1. Firms wait too long to identify leaders or fail to communicate the fact to star talent.
2. Firms focus on consensus-building skills, rather than leadership skills.
3. Firms hire homogeneous personnel, rather than diversity.
4. Firms overvalue problem-solvers, technical skills and fact-finding in defining leadership traits.
5. Firms overvalue workaholics (charge hours and the effort-based economy).
These issues may not sound that significant, but they are very important in selecting people to lead your firm. Many people think leadership is only necessary at the top of the firm. Leadership is necessary at all levels and good leaders are developed over a career and not in a period of one to two years. Therefore, it is recommended that firms identify leaders as early in their careers as possible and develop an individual professional development plan involving diversified experiences. Don't be afraid to provide them exceptional training opportunities and experiences.
Good leaders have "edge." They can make a decision without every fact. The higher people go in the firm, often the fewer facts they have in order to make a decision. Ambiguity is often present and good leaders must be able to make a decision. Consensus-builders tend to wait too long by ensuring that everyone is in agreement with the decision. This type of leadership promotes mediocrity. Excellence hates mediocrity and mediocrity hates excellence.
With this said, what should a firm look for and how can it avoid basing assessment on insufficient information? Knowing what to avoid in identifying and selecting leaders may be as important as a list of criteria to look for.
Awareness of the items on the accompanying list should improve your process and help you avoid falling into some common traps. (See "Picking leaders," below.)
The identification of leaders is imperative to firm sustainability. Visionary leaders cannot be easily manufactured through leadership development programs; however, their skills can be reinforced and their confidence increased. Most good leaders are hard-wired and demonstrate their leadership traits in early adulthood. It is your responsibility to look for those traits and nurture them. Great leaders identify and develop their successors.
Future leadership within the firm is attainable at every level by focusing on the individuals in the firm that value a diverse workforce. They must have "edge" in their decision-making abilities, can make decisions quickly without all of the facts, have a tolerance for risk, and can put your firm in a better position to develop the talent it needs for the future.
Your firm is responsible for developing great leaders through the experiences you allow them to engage in. These firm leaders will then chase a vision -- not just goals! You can set the tone, culture and environment for success.
Here are 10 characteristics to look for in identifying future leaders:
1. Look for people who have a tolerance for and can manage risk.
2. Avoid those who spend too much time in consensus-building. (While consensus is important in a professional service organization, it is time-consuming and doesn't always lead to good decisions.)
3. Look for those who can manage a diverse group of people.

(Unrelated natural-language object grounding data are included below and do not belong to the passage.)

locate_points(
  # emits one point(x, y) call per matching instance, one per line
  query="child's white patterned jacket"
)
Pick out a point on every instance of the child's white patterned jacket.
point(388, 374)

An appreciation of others' unique abilities is the sign of a good leader.
4. Avoid weighing a person's ability to be a good implementer and problem-solver too heavily. These abilities don't necessarily make great leaders. Their tendency is to over-analyze and delay making decisions.
5. Look closely at personal integrity and the ability to trust others; this is of utmost importance.
6. Look for the ability to turn dangers into opportunities.
7. Avoid those who are overly competitive and lack humility.
8. Look for those with the ability to engage, inspire and convince others.
9. Identify those who have an instinct to know which problems to solve - not just how to solve problems.
10. Look for those who have excellent one-on-one social skills, as they are just as important as public speaking.
Gary Boomer, CPA, is the president of Boomer Consulting, in Manhattan, Kan.